The new deal should be signed by 2015 and come into force by 2020. Delegates will also discuss an extension to the 1997 Kyoto Protocol, the world's current climate pact, which expires at the end of this year.
Most countries agreed last year to extend the protocol, but they have yet to agree on whether it should last for five or eight years, or on the level of various nations' emissions cuts under the pact.
The United States anyway never ratified the Kyoto deal. Japan, Russia and Canada did, but have signaled they will not sign up to any further emissions cuts in an extension.
Following are details of the protocol.
WHAT IS THE KYOTO PROTOCOL?
It is an international agreement that comes under the United Nations Framework Convention on Climate Change (UNFCCC). It was agreed by governments at a 1997 U.N. conference in Kyoto, Japan.
It sets binding targets for 37 industrialized countries and the European Union for reducing greenhouse gas emissions by an average of 5.2 per cent from 1990 levels from 2008-2012.
Developing nations do not have binding emissions targets but are encouraged to take voluntary steps to curb the growth of carbon dioxide (CO2) pollution from power stations, cars and industry and other greenhouse gases.
A total of 193 parties have ratified the pact.
IS IT LEGALLY BINDING?
It had legal force from February 2005, when it represented 63.7 percent of developed nations' total emissions.
The United States, the world's second-largest greenhouse gas emitter after China, did not ratify the treaty, saying it wrongly omitted developing countries and would cost U.S. jobs.
The protocol has a number of provisions to ensure regular reporting and measurement of emissions by developed countries. Regular reviews of the protocol and specialist panels advising on compliance and technical matters are also included.
The protocol also includes several market mechanisms that have helped to drive clean energy investment in developing nations and between developed countries bound by Kyoto.
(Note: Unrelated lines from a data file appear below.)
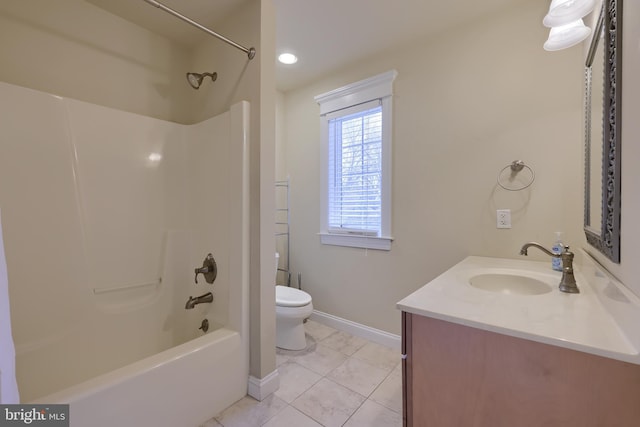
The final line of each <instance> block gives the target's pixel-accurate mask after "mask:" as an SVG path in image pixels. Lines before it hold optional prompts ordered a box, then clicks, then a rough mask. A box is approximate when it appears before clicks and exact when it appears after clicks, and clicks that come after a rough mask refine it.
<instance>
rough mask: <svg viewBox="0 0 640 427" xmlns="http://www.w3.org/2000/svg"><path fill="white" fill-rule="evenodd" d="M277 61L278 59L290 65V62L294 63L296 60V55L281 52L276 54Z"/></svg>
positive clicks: (297, 58)
mask: <svg viewBox="0 0 640 427" xmlns="http://www.w3.org/2000/svg"><path fill="white" fill-rule="evenodd" d="M278 61H280V62H281V63H283V64H287V65H291V64H295V63H296V62H298V57H297V56H295V55H294V54H293V53H286V52H285V53H281V54H280V55H279V56H278Z"/></svg>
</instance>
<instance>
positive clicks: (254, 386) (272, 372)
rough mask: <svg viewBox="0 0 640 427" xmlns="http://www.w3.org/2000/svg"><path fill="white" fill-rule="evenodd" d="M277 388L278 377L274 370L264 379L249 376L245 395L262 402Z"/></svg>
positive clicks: (277, 384)
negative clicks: (248, 395)
mask: <svg viewBox="0 0 640 427" xmlns="http://www.w3.org/2000/svg"><path fill="white" fill-rule="evenodd" d="M279 387H280V377H279V376H278V370H277V369H275V370H274V371H273V372H271V373H270V374H269V375H267V376H266V377H264V378H256V377H254V376H252V375H250V376H249V385H248V387H247V394H248V395H249V396H251V397H253V398H254V399H256V400H259V401H262V400H263V399H265V398H266V397H267V396H269V395H270V394H271V393H273V392H274V391H276V390H277V389H278V388H279Z"/></svg>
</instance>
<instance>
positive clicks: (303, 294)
mask: <svg viewBox="0 0 640 427" xmlns="http://www.w3.org/2000/svg"><path fill="white" fill-rule="evenodd" d="M310 303H311V295H309V294H308V293H306V292H305V291H302V290H300V289H296V288H290V287H288V286H280V285H277V286H276V305H278V306H280V307H304V306H305V305H308V304H310Z"/></svg>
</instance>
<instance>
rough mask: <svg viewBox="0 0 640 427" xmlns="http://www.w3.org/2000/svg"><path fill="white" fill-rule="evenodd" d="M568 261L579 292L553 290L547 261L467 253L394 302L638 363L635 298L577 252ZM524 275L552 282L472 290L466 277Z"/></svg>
mask: <svg viewBox="0 0 640 427" xmlns="http://www.w3.org/2000/svg"><path fill="white" fill-rule="evenodd" d="M581 258H582V259H583V265H581V266H574V270H575V277H576V281H577V283H578V287H579V288H580V293H579V294H567V293H563V292H560V291H559V290H558V284H559V283H560V278H561V276H562V273H560V272H556V271H553V270H552V269H551V262H550V261H549V262H537V261H527V260H525V259H523V260H517V259H503V258H487V257H478V256H470V257H467V258H465V259H464V260H463V261H461V262H460V263H458V264H456V265H455V266H453V267H452V268H450V269H449V270H447V271H446V272H444V273H443V274H442V275H440V276H439V277H437V278H435V279H434V280H432V281H431V282H429V283H428V284H426V285H425V286H423V287H422V288H420V289H418V290H417V291H415V292H414V293H412V294H411V295H409V296H407V297H406V298H404V299H403V300H402V301H400V302H398V304H397V307H398V308H399V309H400V310H402V311H406V312H409V313H413V314H419V315H422V316H427V317H432V318H436V319H441V320H446V321H450V322H453V323H458V324H461V325H466V326H471V327H474V328H478V329H483V330H487V331H492V332H497V333H501V334H505V335H510V336H514V337H518V338H524V339H528V340H532V341H537V342H541V343H545V344H551V345H556V346H559V347H565V348H570V349H573V350H579V351H583V352H586V353H591V354H596V355H599V356H604V357H608V358H612V359H618V360H622V361H626V362H631V363H635V364H640V354H639V348H640V300H638V298H637V297H636V296H635V295H634V294H632V293H631V292H630V291H629V290H627V289H626V288H625V287H624V286H622V285H621V284H620V283H619V282H616V281H615V279H614V278H613V277H611V276H610V275H608V274H607V273H606V271H602V268H601V267H600V266H599V265H598V264H597V263H595V262H594V261H593V260H592V259H591V258H590V257H589V255H588V254H586V252H584V251H583V256H582V257H581ZM522 271H526V272H528V273H531V275H533V276H535V277H536V278H538V279H539V280H542V281H544V282H545V283H548V284H550V285H552V289H553V290H552V291H551V292H549V293H545V294H540V295H515V294H503V293H498V292H492V291H486V290H482V289H477V288H475V287H473V286H471V285H470V284H469V278H471V277H472V276H474V275H477V274H483V273H495V272H503V273H509V272H516V273H517V272H522Z"/></svg>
These are the Clean Development Mechanism, in which investors in clean energy projects in poorer nations can earn tradable carbon offsets, and Joint Implementation (JI).
JI projects can also earn tradable offsets from emission reduction projects. The offsets can be sold to other developed nations bound by the protocol.
GREENHOUSE GASES COVERED
National targets cover emissions of the six main greenhouse gases: carbon dioxide (CO2), methane (CH4), nitrous oxide (N2O), hydrofluorocarbons (HFCs), perfluorocarbons (PFCs) and sulphur hexafluoride (SF6).
CO2 comes from burning fossil fuels and deforestation, methane from deforestation and agriculture and N2O mainly from fertilizer use. The other three are man-made gases used in industry and household appliances.
WHAT SHOULD BE DECIDED IN DOHA?
The length of an extension should be finalized. The European Union favors an eight-year "commitment period" so that emissions cuts are made right up to the launch of a new deal in 2020.
Other nations, including island states, prefer a five-year period. They say a longer one would delay action by the United States, China, Japan and Russia, which will not be signing up to any cuts during the extension period.
The European Union, Australia and some smaller nations, together covering around 14 percent of global emissions, have committed to more cuts under a Kyoto extension.
To avoid a legal gap after Kyoto expires on December 31, the Doha conference must formally amend the Protocol so that its second period can come into effect on January 1.
A procedure to increase emissions cut pledges under the second commitment period should also be agreed on.
Green groups say developed countries should increase their 2020 emissions cut pledges so that they cut their combined greenhouse gas emissions by 25 to 40 percent.
Countries are also under pressure to close some loopholes in the current protocol that damage its environmental integrity, and to improve existing market mechanisms.